Amazing that she’d missed it on the other side of the barrier, because this gym was working. The clang of free weights hitting supports. Solid, heavy clunks from the weight machines as men and women sweat, grunted, and worked at the stations. Whirring wheels on exercise bikes. And in the center of the room, a large open space with mats in the middle, and about thirty people dressed in white martial arts clothes, kneeling with their hands on their thighs, all facing in toward the middle.
Claire looked quickly around, and although she recognized some of those doing the straight exercise stuff, she didn’t see Shane or Eve among them. She edged around toward a stair-climber not in use and stepped on so she could get a better vantage point of the class in progress. Whoever had used it before her had set it to murderous levels; she had to back off on the resistance almost immediately, and so she almost missed Shane, who was sitting facing the mat at an angle.
She spotted him only because he got up and walked to the center of the mats. He wore his uniform well, she realized, like he’d done this before. Maybe he had. He had that look, the one she recognized from watching him fight, though those had been more down-and-dirty street things than martial arts bouts. He wasn’t looking at anything but the man facing him.
Shane was a pretty big guy for his age—broad shouldered, kind of tall.
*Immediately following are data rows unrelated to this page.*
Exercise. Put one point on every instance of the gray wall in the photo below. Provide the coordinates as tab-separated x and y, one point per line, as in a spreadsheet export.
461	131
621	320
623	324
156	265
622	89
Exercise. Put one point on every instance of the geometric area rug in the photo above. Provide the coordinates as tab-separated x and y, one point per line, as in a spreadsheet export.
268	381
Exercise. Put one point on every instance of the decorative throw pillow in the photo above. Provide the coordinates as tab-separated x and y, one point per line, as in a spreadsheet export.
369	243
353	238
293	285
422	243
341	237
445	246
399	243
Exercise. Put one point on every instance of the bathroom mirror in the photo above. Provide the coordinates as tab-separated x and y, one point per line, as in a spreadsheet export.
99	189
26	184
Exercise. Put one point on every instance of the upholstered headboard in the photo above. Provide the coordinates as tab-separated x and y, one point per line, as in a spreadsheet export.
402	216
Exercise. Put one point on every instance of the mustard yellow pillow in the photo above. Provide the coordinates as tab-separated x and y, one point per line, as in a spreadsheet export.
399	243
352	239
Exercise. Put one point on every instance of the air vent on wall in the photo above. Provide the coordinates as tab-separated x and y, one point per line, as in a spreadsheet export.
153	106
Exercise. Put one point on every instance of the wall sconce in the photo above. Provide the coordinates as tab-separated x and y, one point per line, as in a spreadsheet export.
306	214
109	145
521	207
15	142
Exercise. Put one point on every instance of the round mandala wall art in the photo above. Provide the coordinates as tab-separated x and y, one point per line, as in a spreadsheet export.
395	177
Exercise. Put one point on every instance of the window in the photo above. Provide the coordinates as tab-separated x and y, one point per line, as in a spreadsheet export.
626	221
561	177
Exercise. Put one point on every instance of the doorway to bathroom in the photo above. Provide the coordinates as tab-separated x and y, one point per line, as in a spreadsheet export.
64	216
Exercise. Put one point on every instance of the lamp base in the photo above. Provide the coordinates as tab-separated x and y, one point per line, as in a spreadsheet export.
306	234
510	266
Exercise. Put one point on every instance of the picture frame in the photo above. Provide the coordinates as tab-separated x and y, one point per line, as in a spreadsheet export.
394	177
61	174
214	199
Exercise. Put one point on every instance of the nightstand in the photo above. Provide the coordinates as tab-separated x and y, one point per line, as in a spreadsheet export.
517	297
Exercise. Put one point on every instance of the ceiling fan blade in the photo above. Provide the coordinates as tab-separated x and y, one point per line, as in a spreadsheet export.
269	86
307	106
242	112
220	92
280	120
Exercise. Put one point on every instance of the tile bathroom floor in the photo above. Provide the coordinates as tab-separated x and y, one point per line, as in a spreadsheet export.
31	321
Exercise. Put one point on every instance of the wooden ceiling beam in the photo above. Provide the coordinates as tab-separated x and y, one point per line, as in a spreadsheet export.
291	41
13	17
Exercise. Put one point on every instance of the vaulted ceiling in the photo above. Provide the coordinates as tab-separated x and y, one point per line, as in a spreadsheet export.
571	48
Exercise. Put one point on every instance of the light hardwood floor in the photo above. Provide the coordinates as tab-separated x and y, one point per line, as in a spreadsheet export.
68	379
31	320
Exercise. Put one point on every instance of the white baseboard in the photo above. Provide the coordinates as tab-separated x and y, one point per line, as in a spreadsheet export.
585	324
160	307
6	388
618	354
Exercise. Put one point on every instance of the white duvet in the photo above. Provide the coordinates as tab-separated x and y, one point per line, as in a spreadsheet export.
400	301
And he had at least a foot on the man facing him, who looked frozen at the age of about thirty. The vampire instructor, Claire thought. He had long hair he’d tied back in a ponytail.
They bowed to each other formally and settled back into some kind of stance, almost mirroring each other.
Shane kicked, high and fast. The vampire ducked and let Shane’s momentum spin him out of position, and with one economically placed, almost gentle push, sent him tumbling to the mats. Shane rolled and came up with his hands out, ready to defend, but the vampire was just standing there, watching him.
“Nice attack,” he said. “But I can move out of the way of a kick. You’d do much better to move in close, reduce my reaction time. It’s the only real chance you have, you see. You need to remember how much faster we can move, and how much more observant we are of things like shifts of weight and eye movements.”
Shane nodded, shaggy hair rippling around his hard, intent face, and took two quick, light steps in to close the distance. He struck as he did it, and even though he didn’t land the punch, he came closer. The vampire’s open hand stopped it less than an inch from his face.
He hadn’t flinched.
“You’re quick,” he said. “Very quick, and unless I miss my guess, very well accustomed to fighting all sorts of enemies. You’re young to be so angry, by the way. That can be either an advantage or a disadvantage, depending on who you’re fighting. And why.”